"""
GSC Software: symbolic encoding tools
Author: Nick Becker and Pyeong Whan Cho
Department of Cognitive Science, Johns Hopkins University
Summer 2015
NOTE (7/19/15): These functions are not extensively tested!
"""
import sys
import numpy as np
from numbers import Number
TP_SYMBOL = '@'
ADD_SYMBOL = '+'
SCALE_SYMBOL = '*'
COMPRESS_SYMBOL = '$'
def encode_symbols(nsymbols, reptype='local', dp=0, ndim=None):
"""
Encodes symbols as vectors.
"""
if reptype == 'local':
sym_mat = np.eye(nsymbols)
else:
if ndim==None:
ndim = nsymbols
if isinstance(dp, Number):
sym_mat = dot_products(nsymbols, ndim, dp)
else:
sym_mat = dot_products2(nsymbols, ndim, dp)
return sym_mat
def dot_products(nsymbols, ndim, s):
"""
Convert s to a matrix, then call the real dot product function...
"""
dp_mat = s * np.ones((nsymbols, nsymbols)) + (1-s) * np.eye(nsymbols, nsymbols)
sym_mat = dot_products2(nsymbols, ndim, dp_mat)
return sym_mat
def dot_products2(nsymbols, ndim, dp_mat):
"""
Given square matrix dpMatrix of dimension N-by-N, find N
dim-dimensional unit vectors whose pairwise dot products match
dpMatrix. Results are returned in the columns of M. itns is the
number of iterations of search required, and may be ignored.
Algorithm: Find a matrix M such that M'*M = dpMatrix. This is done
via gradient descent on a cost function that is the square of the
frobenius norm of (M'*M-dpMatrix).
NOTE: It has trouble finding more than about 16 vectors, possibly for
dumb numerical reasons (like stepsize and tolerance), which might be
fixable if necessary.
"""
if not (dp_mat.T == dp_mat).all():
sys.exit('dot_products2: dp_mat must be symmetric')

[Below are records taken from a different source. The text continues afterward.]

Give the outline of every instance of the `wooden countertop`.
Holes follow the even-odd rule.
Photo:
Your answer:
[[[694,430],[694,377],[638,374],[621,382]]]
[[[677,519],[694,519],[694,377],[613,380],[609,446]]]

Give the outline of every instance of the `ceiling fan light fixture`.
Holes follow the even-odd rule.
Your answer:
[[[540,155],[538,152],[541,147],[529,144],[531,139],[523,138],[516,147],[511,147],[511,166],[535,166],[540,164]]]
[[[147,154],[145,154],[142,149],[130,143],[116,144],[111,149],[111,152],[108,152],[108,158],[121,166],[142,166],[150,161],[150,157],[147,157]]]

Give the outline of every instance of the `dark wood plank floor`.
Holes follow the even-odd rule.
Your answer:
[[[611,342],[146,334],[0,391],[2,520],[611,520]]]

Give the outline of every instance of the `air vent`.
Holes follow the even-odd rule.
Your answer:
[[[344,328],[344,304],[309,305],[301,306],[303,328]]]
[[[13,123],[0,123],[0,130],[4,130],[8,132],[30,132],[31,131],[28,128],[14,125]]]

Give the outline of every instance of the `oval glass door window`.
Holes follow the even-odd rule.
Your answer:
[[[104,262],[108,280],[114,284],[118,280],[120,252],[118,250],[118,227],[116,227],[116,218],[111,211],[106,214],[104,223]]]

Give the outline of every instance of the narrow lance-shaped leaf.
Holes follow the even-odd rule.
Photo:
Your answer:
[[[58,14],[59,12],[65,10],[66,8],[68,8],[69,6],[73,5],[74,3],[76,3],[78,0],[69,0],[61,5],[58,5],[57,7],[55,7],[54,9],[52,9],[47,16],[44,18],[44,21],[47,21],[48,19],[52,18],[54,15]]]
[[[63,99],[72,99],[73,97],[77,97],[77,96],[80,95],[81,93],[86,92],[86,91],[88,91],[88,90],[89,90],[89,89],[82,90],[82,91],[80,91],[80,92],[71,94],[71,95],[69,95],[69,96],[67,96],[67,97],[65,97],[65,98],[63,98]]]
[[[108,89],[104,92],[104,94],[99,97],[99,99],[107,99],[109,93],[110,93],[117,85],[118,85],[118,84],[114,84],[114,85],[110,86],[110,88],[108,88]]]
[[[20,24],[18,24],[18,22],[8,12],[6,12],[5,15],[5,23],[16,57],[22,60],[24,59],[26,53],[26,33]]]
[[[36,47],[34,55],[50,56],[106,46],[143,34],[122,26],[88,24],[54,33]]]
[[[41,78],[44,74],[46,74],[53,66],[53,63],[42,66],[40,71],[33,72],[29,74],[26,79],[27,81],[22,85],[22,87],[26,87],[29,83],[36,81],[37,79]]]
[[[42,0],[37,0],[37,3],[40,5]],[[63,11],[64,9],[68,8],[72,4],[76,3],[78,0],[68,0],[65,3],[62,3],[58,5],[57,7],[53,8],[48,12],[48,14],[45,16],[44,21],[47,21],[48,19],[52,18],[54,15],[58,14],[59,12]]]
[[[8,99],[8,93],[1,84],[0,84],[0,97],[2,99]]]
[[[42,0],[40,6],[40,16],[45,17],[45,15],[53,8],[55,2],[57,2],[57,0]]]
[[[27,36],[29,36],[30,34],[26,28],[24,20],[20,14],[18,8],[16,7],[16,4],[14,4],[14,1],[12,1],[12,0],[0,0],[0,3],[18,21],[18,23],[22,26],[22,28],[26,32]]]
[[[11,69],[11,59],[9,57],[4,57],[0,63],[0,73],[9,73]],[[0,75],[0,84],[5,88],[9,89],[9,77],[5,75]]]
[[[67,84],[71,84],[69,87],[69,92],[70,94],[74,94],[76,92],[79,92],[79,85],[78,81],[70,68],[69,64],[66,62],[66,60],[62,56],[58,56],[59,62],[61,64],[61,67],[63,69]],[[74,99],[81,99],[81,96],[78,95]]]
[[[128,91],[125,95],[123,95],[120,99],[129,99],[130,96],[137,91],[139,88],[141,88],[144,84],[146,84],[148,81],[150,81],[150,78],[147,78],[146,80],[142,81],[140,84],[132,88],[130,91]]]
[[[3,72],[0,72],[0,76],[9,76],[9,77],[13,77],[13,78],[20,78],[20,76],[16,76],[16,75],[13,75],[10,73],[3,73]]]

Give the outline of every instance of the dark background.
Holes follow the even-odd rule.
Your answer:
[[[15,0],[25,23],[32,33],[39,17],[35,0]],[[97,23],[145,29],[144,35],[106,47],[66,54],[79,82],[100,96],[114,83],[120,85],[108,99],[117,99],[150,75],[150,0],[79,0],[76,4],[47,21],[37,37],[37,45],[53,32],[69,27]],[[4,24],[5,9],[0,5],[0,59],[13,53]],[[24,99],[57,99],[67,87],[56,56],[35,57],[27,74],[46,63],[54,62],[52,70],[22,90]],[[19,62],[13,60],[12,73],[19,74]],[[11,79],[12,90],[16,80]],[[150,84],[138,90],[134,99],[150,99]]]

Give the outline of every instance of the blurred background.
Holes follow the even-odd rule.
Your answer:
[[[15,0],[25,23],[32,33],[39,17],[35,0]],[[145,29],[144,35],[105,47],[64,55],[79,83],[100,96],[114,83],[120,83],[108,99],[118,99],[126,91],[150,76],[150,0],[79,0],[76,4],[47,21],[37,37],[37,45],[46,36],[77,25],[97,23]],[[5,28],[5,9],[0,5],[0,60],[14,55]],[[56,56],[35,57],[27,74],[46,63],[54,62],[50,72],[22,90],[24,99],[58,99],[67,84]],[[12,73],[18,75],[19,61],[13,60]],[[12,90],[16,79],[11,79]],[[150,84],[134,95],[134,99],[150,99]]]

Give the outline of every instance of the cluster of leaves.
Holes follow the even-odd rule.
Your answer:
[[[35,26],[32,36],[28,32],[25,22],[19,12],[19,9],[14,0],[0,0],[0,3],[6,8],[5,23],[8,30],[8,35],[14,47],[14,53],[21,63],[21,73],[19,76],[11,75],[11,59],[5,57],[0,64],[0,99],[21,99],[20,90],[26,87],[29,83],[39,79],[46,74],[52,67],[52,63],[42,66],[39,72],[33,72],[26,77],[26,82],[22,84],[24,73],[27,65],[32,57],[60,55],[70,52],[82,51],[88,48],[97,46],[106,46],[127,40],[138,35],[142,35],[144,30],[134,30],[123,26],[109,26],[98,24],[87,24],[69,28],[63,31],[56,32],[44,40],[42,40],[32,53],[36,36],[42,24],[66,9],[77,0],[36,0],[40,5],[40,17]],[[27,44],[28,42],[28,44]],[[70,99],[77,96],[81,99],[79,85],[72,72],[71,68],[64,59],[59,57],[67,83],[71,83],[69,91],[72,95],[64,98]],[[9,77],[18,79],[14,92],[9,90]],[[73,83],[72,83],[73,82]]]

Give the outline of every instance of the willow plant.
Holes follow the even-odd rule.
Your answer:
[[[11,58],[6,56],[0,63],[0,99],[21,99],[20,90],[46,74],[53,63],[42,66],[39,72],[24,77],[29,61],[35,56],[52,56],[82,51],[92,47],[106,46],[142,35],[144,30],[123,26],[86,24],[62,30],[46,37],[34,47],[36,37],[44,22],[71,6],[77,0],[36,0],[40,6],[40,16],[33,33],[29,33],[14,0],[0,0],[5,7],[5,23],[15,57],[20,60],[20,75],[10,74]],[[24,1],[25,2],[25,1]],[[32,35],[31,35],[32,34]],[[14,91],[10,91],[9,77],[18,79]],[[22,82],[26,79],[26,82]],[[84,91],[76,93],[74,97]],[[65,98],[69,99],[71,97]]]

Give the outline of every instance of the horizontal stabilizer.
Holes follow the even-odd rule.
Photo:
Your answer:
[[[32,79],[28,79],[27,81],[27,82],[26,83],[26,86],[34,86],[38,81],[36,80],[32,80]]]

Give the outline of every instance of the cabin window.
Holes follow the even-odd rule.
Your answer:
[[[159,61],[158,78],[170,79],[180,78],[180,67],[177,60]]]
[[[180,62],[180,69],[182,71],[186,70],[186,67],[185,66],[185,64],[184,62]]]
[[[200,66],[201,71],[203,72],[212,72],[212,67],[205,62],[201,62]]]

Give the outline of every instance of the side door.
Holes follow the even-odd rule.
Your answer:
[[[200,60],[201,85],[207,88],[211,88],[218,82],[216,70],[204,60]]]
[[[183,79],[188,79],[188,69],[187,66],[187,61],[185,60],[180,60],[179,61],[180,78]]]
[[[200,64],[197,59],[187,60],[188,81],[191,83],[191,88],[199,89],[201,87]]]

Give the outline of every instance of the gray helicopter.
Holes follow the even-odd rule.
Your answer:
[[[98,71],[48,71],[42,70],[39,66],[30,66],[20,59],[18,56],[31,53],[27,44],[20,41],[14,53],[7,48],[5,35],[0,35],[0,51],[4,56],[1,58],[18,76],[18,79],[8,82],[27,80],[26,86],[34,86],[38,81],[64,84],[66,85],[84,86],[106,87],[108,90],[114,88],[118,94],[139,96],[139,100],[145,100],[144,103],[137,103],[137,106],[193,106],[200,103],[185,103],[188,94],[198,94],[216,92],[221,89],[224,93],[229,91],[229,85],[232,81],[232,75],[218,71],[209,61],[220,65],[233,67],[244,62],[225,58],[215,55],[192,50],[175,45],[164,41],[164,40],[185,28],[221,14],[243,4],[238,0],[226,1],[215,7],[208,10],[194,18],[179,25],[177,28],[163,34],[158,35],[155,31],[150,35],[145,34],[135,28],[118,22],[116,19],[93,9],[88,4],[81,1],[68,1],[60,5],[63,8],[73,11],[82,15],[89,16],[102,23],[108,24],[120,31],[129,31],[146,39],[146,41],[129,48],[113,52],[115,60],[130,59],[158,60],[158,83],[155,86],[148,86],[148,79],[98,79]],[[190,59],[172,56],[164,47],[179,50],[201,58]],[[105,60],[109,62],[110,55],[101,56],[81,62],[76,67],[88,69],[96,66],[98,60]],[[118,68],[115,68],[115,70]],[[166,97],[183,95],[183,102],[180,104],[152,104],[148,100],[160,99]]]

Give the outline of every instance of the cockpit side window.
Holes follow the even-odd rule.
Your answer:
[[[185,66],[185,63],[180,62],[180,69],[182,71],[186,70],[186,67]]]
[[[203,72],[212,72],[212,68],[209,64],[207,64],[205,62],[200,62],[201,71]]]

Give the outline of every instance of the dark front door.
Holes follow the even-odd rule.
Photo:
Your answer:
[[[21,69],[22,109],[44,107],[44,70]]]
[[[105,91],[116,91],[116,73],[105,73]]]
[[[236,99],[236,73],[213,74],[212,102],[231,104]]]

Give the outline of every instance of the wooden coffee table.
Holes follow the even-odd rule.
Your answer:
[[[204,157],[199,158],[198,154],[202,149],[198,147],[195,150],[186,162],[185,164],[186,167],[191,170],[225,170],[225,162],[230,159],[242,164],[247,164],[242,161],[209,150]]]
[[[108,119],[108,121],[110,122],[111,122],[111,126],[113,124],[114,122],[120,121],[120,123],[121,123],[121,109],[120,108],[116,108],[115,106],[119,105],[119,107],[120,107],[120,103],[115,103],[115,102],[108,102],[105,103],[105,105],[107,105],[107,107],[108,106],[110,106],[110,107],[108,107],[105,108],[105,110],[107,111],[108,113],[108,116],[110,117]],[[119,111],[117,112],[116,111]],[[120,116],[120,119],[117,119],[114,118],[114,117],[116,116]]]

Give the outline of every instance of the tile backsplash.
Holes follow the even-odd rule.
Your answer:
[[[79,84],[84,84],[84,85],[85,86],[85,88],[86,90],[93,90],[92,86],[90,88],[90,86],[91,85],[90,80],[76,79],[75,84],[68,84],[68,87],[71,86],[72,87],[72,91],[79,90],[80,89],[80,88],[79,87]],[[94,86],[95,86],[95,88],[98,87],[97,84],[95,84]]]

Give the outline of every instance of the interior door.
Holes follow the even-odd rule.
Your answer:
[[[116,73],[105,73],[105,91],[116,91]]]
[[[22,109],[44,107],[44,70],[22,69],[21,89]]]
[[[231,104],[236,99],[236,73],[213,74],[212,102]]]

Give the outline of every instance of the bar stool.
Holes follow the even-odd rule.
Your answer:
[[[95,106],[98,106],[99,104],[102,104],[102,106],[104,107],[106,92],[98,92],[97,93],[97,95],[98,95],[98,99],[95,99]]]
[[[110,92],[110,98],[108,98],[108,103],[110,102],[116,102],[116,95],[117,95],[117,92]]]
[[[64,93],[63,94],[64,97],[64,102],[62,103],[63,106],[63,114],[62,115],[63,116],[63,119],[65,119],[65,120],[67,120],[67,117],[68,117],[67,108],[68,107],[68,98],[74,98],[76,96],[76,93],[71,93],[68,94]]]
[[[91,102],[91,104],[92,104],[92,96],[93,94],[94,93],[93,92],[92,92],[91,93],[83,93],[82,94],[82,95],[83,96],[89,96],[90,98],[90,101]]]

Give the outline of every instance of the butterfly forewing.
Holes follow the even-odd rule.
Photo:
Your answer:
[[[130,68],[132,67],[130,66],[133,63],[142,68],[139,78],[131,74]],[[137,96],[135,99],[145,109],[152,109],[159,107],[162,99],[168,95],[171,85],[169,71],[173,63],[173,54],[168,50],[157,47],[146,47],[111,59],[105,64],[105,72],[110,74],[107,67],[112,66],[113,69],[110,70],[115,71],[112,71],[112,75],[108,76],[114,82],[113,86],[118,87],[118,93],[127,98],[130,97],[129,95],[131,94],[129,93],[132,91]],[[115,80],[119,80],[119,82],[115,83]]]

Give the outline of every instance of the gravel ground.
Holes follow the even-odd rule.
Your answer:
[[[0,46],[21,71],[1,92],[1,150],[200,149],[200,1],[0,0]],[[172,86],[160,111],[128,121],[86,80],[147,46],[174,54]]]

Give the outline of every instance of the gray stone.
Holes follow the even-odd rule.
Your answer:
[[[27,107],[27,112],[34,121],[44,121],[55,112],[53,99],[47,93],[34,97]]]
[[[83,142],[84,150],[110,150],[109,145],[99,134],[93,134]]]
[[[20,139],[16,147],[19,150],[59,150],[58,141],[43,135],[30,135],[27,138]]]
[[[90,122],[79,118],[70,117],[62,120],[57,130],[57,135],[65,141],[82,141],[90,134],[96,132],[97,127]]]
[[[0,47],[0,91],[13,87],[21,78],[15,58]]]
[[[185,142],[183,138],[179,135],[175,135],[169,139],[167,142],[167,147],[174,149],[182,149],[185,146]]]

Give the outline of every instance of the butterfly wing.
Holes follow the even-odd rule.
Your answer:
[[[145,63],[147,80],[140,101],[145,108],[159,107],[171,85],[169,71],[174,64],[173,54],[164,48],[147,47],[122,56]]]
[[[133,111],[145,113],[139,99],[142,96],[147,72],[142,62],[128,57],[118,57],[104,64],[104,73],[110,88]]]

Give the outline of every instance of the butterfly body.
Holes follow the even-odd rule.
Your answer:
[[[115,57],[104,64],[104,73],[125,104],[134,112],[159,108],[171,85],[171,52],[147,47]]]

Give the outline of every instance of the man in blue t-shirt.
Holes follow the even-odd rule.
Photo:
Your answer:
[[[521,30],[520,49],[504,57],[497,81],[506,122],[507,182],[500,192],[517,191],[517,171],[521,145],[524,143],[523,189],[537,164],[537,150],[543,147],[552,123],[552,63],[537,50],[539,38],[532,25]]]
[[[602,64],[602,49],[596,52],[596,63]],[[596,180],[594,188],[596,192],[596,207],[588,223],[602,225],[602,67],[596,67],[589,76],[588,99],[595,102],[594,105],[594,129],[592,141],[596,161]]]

if (np.diag(dp_mat) != 1).any():
sys.exit('dot_products2: dp_mat must have all ones on the main diagonal')
sym_mat = np.random.uniform(size=ndim*nsymbols).reshape(ndim, nsymbols, order='F')
min_step = .1
tol = 1e-6
max_iter = 100000
converged = False
for iter_num in range(1, max_iter+1):
inc = sym_mat.dot(sym_mat.T.dot(sym_mat) - dp_mat)
step = min(min_step, .01/abs(inc).max())
sym_mat = sym_mat - step * inc
max_diff = abs(sym_mat.T.dot(sym_mat)-dp_mat).max()
if max_diff <= tol:
converged = True
break
if not converged:
print("Didn't converge after %d iterations" % max_iter)
return sym_mat
def add_symbols(names, colvecs, symdict):
"""
Adds symbols and corresponding vectors to a dictionary.
"""
for ii in range(len(names)):
symdict[names[ii]] = colvecs[:, ii]
return symdict
def interpretEqn(eqn, symdict, c34=False):
"""
Prepares a symbolic equation for interpretation using the recursive function
evaluate().
If c34 is set to 'True', then compress third and fourth vectors. This is a
temporary fix!!!
"""
eqnList = eqn.strip().split()
tempSymDict = symdict.copy()
newEqnList = []
for i in range(len(eqnList)):
currentSymbol1 = eqnList[i]
toInsert_1of3 = currentSymbol1.split('(')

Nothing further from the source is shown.